There was another question hidden there, and Tsuna understood it. He was quiet for a few moments, one hand reaching up to touch the arm Yamamoto had wound playfully around his neck as if seeking reassurance.
"No, Yamamoto, I…don't think I'm okay with this, anymore."
"Hm…" Yamamoto processed this thoughtfully, eyes darting back to Gokudera, and the goofy grin returned to his features. "Wanna talk about it?"
Tsuna nodded - a slow, tentative nod, but a nod none the less. Gokudera let out a breath in relief, and was glad that Yamamoto was there at the Tenth's side along with him, even if he was a cheery, irritating freak most of the time.
Stupid baseball idiot, he thought, and was proud.
As he shut the door behind the three of them, Gokudera's mind wandered idly to the final demise of Giotto, and G., and Ugetsu. There was no record as to what happened to Ugetsu, either.
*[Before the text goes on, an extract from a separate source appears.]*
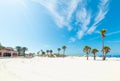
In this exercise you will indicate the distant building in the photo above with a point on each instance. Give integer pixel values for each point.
(8, 52)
The Primo generation was incredibly elusive and hard to track like that.
He couldn't help but think, however, that if Ugetsu was willing to follow the Primo to Italy and give up his music for him, Giotto couldn't have returned to Japan without him, either. Most likely he'd been the one who had offered Giotto refuge when he was disillusioned with the mafia world.
He snorted at his own conviction, and thought, without doubt, that Yamamoto would have done the same for the Tenth.